Se à
crise económica se juntar um desinvestimento no diálogo intercultural estão reunidos "os
ingredientes" para ver crescer a extrema-direita e o discurso racista em
Portugal, alerta a Alta Comissária para as Migrações.
A três
dias de terminar o mandato à frente do agora Alto Comissariado para as
Migrações (antes ACIDI -- Alto Comissariado para a Imigração e o Diálogo
Intercultural), Rosário Farmhouse admitiu, que é real o risco de Portugal poder
vir a perder o rótulo de país com boas práticas de
integração dos imigrantes.
"Temos
os ingredientes para isso. Se, junto de uma crise económica, (...) não
continuarmos a investir no diálogo intercultural e na gestão
da diversidade de uma forma positiva,os ingredientes
estão lá para que possa acontecer como noutros países da União Europeia",
admite.
Afinal de
contas, sublinhou, os partidos da extrema-direita, com "discursos
xenófobos, racistas, em relação às comunidades estrangeiras e também às
comunidades ciganas, que, não sendo estrangeiras, são as mais excluídas",
têm crescido um pouco por toda a Europa.
Portugal
"continua a ser exemplo". Porém, alerta, "aquele racismo e
discriminação que eram tímidos e subtis (...), com a crise, aparecem mais, as pessoas mais facilmente assumem", trazendo "para
a esfera pública pensamentos que tinham mais em privado".
Por isso,
é preciso contrariar a tendência de só "atacar" os
"problemas" quando eles, efectivamente, surgem, defende a comissária.

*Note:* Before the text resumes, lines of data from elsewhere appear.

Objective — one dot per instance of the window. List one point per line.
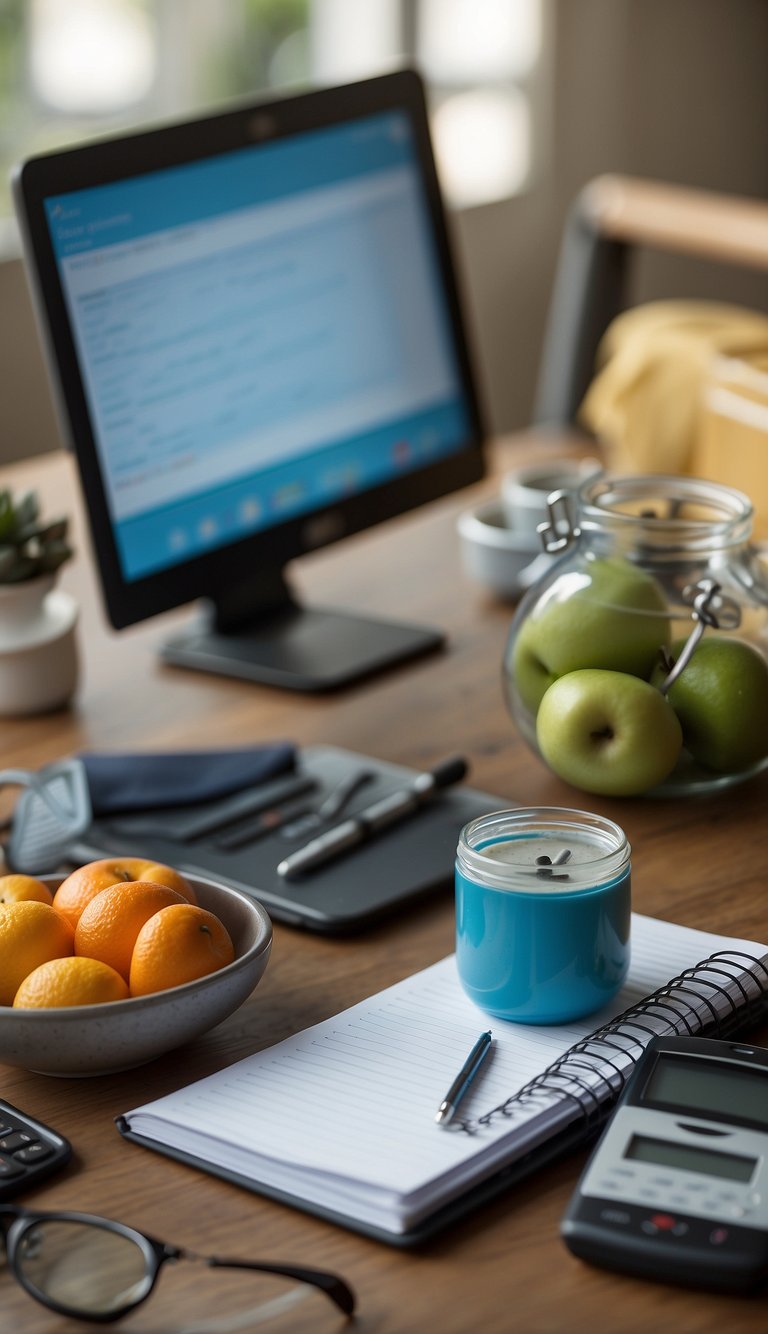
(71, 70)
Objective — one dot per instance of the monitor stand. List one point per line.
(278, 642)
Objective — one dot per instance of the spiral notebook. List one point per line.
(340, 1118)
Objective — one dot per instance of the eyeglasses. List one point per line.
(95, 1269)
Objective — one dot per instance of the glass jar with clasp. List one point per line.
(639, 662)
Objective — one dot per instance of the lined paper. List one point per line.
(343, 1114)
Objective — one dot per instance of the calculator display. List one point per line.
(710, 1087)
(666, 1153)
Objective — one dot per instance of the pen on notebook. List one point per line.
(464, 1078)
(375, 818)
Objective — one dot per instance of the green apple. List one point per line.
(722, 701)
(610, 615)
(608, 733)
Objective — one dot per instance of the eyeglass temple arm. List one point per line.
(334, 1286)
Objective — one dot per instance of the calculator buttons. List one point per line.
(28, 1151)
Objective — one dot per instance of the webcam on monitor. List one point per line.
(255, 335)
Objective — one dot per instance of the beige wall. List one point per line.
(667, 88)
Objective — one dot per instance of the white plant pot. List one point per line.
(39, 663)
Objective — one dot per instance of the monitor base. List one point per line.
(302, 648)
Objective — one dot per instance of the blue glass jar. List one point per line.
(543, 913)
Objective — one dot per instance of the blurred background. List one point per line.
(530, 99)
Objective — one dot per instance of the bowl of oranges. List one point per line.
(120, 961)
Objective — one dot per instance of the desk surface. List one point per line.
(695, 862)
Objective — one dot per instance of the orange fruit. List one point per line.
(178, 945)
(110, 923)
(88, 881)
(75, 981)
(19, 889)
(31, 933)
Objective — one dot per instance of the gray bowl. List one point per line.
(95, 1039)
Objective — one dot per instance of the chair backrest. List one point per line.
(610, 219)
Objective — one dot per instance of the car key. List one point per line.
(28, 1150)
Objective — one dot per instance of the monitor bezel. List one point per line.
(172, 144)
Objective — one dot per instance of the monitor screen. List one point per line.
(256, 336)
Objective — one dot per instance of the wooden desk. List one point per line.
(695, 862)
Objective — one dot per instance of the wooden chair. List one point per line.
(612, 216)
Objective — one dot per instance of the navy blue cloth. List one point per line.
(136, 782)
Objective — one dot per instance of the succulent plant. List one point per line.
(28, 547)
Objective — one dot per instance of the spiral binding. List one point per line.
(668, 1010)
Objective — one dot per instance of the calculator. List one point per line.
(678, 1185)
(28, 1151)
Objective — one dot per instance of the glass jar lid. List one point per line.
(675, 514)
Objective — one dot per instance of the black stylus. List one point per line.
(375, 818)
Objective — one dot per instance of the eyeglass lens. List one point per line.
(83, 1267)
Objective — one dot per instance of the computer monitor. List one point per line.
(255, 334)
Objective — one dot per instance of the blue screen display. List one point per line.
(260, 334)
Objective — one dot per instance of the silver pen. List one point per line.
(375, 818)
(464, 1078)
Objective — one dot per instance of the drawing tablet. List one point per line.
(410, 859)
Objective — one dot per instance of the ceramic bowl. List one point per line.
(503, 558)
(524, 491)
(94, 1039)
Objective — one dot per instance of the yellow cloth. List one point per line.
(654, 362)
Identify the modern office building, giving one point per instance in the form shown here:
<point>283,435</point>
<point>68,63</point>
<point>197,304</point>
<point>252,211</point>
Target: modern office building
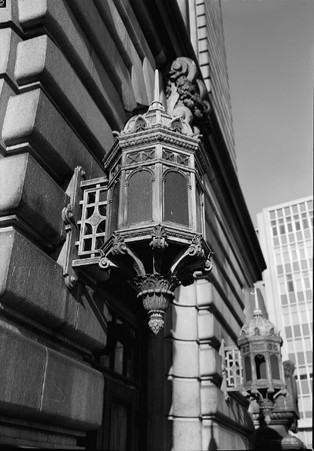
<point>286,237</point>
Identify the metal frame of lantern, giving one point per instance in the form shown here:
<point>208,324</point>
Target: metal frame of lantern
<point>149,204</point>
<point>154,240</point>
<point>263,374</point>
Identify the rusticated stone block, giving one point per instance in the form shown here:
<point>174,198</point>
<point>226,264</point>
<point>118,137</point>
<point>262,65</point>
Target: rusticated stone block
<point>30,281</point>
<point>82,323</point>
<point>73,392</point>
<point>22,373</point>
<point>32,284</point>
<point>56,18</point>
<point>93,25</point>
<point>27,125</point>
<point>8,42</point>
<point>38,204</point>
<point>185,359</point>
<point>5,93</point>
<point>39,59</point>
<point>184,322</point>
<point>42,384</point>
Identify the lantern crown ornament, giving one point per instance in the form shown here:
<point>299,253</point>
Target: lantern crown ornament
<point>155,219</point>
<point>263,374</point>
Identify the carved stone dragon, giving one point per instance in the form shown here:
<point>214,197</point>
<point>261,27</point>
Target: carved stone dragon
<point>186,95</point>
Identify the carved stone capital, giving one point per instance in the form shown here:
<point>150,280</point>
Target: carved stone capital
<point>156,292</point>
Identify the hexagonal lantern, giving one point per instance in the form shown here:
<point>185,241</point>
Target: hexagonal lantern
<point>263,373</point>
<point>155,207</point>
<point>149,203</point>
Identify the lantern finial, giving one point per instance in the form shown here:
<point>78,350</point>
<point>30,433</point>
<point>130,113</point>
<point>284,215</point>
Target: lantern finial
<point>156,103</point>
<point>257,310</point>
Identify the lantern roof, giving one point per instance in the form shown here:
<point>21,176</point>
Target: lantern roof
<point>157,117</point>
<point>258,325</point>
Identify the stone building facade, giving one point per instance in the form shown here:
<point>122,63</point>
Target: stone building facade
<point>80,367</point>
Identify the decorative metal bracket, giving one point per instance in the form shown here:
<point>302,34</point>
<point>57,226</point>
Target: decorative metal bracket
<point>71,215</point>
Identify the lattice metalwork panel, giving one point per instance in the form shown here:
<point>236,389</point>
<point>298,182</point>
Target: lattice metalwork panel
<point>233,367</point>
<point>93,219</point>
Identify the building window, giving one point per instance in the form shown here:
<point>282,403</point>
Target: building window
<point>297,331</point>
<point>272,214</point>
<point>300,296</point>
<point>288,331</point>
<point>282,229</point>
<point>305,329</point>
<point>279,270</point>
<point>301,358</point>
<point>290,286</point>
<point>309,357</point>
<point>284,300</point>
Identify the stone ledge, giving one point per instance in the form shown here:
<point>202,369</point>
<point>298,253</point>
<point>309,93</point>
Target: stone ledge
<point>55,18</point>
<point>39,59</point>
<point>27,127</point>
<point>32,284</point>
<point>38,204</point>
<point>44,385</point>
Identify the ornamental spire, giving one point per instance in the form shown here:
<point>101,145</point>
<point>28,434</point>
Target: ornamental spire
<point>156,103</point>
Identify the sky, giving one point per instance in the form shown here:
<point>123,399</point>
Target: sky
<point>270,58</point>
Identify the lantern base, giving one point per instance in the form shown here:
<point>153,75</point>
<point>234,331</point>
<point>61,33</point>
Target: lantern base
<point>156,293</point>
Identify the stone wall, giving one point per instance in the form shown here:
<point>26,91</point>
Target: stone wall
<point>70,73</point>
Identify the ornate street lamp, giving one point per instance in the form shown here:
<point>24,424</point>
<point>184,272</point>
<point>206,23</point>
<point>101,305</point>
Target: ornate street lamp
<point>263,374</point>
<point>144,219</point>
<point>155,196</point>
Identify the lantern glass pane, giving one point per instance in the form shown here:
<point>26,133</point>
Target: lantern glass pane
<point>176,198</point>
<point>260,366</point>
<point>248,370</point>
<point>115,207</point>
<point>274,365</point>
<point>140,197</point>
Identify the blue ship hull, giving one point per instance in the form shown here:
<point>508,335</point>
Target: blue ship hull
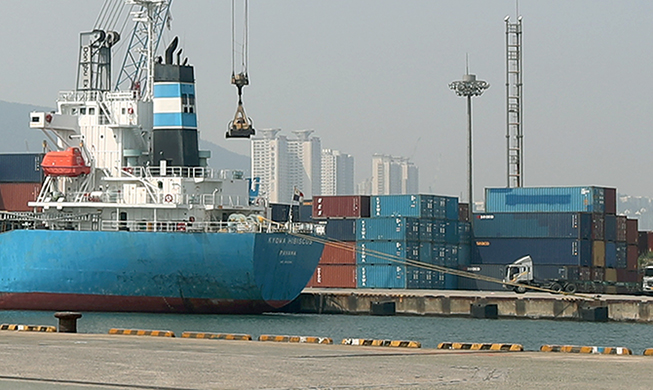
<point>153,272</point>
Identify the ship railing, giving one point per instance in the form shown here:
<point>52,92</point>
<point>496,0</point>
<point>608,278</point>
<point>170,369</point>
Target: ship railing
<point>97,96</point>
<point>182,226</point>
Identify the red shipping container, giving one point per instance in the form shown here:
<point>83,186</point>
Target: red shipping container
<point>463,212</point>
<point>631,231</point>
<point>610,195</point>
<point>645,242</point>
<point>14,196</point>
<point>621,228</point>
<point>334,276</point>
<point>627,276</point>
<point>597,274</point>
<point>584,273</point>
<point>632,254</point>
<point>341,206</point>
<point>339,253</point>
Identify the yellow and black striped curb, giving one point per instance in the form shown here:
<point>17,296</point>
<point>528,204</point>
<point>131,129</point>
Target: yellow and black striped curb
<point>28,328</point>
<point>137,332</point>
<point>482,347</point>
<point>586,349</point>
<point>296,339</point>
<point>217,336</point>
<point>382,343</point>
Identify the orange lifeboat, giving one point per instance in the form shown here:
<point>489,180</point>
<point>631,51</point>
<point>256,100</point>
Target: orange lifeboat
<point>68,163</point>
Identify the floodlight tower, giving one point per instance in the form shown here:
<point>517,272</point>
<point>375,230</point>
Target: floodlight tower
<point>467,87</point>
<point>514,136</point>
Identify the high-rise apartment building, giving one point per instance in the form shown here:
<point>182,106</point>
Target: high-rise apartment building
<point>283,164</point>
<point>393,175</point>
<point>337,173</point>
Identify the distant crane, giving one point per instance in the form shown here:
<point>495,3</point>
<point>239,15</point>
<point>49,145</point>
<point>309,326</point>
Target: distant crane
<point>241,126</point>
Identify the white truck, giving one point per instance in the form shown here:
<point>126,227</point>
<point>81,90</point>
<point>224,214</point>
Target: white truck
<point>520,274</point>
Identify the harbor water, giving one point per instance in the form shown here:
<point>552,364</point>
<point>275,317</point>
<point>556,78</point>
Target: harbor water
<point>428,330</point>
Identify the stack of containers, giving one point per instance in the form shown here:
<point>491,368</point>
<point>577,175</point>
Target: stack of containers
<point>408,228</point>
<point>20,180</point>
<point>338,215</point>
<point>570,233</point>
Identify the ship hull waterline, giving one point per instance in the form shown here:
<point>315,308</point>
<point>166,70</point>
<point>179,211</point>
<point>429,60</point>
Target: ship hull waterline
<point>158,272</point>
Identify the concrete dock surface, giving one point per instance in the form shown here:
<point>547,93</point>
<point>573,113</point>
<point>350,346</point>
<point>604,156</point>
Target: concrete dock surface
<point>88,361</point>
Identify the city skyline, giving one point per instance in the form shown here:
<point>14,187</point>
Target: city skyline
<point>378,84</point>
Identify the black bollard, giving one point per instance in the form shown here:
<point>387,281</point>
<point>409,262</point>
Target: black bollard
<point>68,321</point>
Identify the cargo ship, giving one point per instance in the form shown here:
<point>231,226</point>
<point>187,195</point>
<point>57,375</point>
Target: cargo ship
<point>130,217</point>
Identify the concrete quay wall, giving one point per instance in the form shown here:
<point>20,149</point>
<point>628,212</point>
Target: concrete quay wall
<point>458,303</point>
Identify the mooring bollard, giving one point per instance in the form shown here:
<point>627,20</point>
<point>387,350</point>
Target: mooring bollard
<point>68,321</point>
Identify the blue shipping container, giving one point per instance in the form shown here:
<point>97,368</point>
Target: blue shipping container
<point>340,229</point>
<point>21,168</point>
<point>395,228</point>
<point>543,251</point>
<point>381,276</point>
<point>386,252</point>
<point>545,199</point>
<point>533,225</point>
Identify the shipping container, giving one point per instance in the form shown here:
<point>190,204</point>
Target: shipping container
<point>341,206</point>
<point>621,249</point>
<point>598,226</point>
<point>610,200</point>
<point>386,252</point>
<point>597,274</point>
<point>426,229</point>
<point>464,232</point>
<point>340,229</point>
<point>393,228</point>
<point>496,271</point>
<point>598,253</point>
<point>417,206</point>
<point>451,208</point>
<point>610,254</point>
<point>610,232</point>
<point>644,242</point>
<point>533,225</point>
<point>281,212</point>
<point>610,275</point>
<point>464,254</point>
<point>14,196</point>
<point>334,276</point>
<point>543,251</point>
<point>545,199</point>
<point>339,253</point>
<point>621,228</point>
<point>631,257</point>
<point>463,212</point>
<point>627,276</point>
<point>632,235</point>
<point>585,274</point>
<point>381,276</point>
<point>21,168</point>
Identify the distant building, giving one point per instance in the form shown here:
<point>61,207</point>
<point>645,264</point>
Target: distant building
<point>283,164</point>
<point>337,173</point>
<point>393,175</point>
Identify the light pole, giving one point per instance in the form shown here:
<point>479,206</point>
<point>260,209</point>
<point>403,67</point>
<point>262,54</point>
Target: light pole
<point>469,87</point>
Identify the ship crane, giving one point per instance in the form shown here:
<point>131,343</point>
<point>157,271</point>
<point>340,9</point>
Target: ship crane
<point>241,126</point>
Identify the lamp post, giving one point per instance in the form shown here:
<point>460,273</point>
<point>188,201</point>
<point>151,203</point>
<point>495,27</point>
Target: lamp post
<point>468,87</point>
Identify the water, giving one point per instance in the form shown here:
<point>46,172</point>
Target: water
<point>428,330</point>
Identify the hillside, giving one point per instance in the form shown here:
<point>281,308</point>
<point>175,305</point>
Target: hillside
<point>17,137</point>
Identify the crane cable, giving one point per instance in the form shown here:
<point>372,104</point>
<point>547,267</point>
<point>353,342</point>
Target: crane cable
<point>438,268</point>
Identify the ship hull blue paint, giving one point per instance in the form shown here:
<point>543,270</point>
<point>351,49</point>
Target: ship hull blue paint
<point>157,272</point>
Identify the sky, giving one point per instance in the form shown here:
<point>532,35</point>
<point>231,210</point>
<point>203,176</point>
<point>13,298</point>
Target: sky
<point>371,76</point>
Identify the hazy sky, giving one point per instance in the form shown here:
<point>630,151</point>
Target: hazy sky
<point>371,77</point>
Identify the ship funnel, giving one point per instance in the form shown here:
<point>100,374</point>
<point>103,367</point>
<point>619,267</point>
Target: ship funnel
<point>170,50</point>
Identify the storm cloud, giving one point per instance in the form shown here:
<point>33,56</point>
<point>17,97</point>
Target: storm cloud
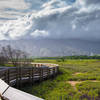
<point>50,19</point>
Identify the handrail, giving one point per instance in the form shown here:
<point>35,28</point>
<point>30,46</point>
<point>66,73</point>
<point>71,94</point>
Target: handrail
<point>18,75</point>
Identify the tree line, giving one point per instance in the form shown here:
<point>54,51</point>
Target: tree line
<point>15,57</point>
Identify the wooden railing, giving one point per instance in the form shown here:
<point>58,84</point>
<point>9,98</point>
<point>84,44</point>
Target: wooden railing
<point>19,75</point>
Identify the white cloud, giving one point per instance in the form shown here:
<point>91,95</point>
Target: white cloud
<point>14,4</point>
<point>55,19</point>
<point>40,33</point>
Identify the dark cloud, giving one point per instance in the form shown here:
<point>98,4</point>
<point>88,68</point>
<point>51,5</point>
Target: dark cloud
<point>56,19</point>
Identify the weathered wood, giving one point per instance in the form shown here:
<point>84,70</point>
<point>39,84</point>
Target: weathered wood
<point>17,75</point>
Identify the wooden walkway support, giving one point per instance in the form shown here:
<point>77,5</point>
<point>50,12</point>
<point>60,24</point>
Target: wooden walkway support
<point>16,76</point>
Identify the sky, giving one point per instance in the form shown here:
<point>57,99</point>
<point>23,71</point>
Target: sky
<point>54,19</point>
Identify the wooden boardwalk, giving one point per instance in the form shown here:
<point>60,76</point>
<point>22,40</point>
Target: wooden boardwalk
<point>16,76</point>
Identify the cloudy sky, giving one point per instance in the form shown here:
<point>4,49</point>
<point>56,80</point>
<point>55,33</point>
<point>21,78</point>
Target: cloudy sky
<point>27,19</point>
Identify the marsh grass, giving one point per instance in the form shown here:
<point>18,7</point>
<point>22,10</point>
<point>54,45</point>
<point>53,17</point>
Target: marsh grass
<point>59,87</point>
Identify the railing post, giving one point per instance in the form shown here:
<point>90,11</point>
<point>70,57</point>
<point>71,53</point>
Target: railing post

"Não podemos desinvestir nalgumas áreas", vinca, sustentando que a
quase invisibilidade da extrema-direita em Portugal é "fruto" do
"investimento que se fez nos últimos 20 anos".
Em
Portugal, refere, "o investimento existe", mas "os recursos são
menores, o orçamento também é reduzido" e há "alguns
focos políticos diferentes".
Não se
trata apenas de investimento, a "situação geográfica e económica" de
Portugal é também favorável a uma "pressão migratória menor", reconhece.
Além disso, a"matriz cultural" de Portugal é a de "um país plural",
que "é grande quando se abre e pequeno quando se fecha" e que,
"em tempo de crise", não pode "desperdiçar capital
humano".
Embora
não existam "focos de conflito nem discriminação tão descarada, tão
desavergonhada", quem lida com as questões migratórias tem hoje uma
"grande dificuldade", admite. "Como é que, em tempos de crise,
conseguimos continuar a garantir e a fazer passar a mensagem
de que isto não é dinheiro desperdiçado, mas é um investimento que traz paz e
coesão social", questiona. "Quando não há focos de conflito,
dificilmente se reconhece isso", vinca.
Considerando "muito assustador" que alguns portugueses
emigrantes em França tenham votado no partido de extrema-direita Frente
Nacional, liderado por Marine Le Pen, a alta comissária divide as
"culpas" pela própria comunidade e pelos governos franceses.
"É
uma comunidade portuguesa que nunca se integrou devidamente, muitos deles
ficaram muito fechados dentro de si próprios e agora sentem uma ameaça em quem
vem, acham que lhes vai retirar o seu lugar, porque não sabem bem qual é o seu
lugar", observa.
Farmhouse
recorda como viu cair por terra a ideia de que quem é
discriminado nunca discrimina. "A minha experiência diz-me exactamente o
contrário (...). Se eu fui discriminado, vou discriminar ainda mais, se eu tive
dificuldade em ser integrado, vou dificultar ainda mais os outros, isso é
realmente incrível", desabafa, propondo que se aposte em "mecanismos
para que as pessoas percebam que há lugar para todos".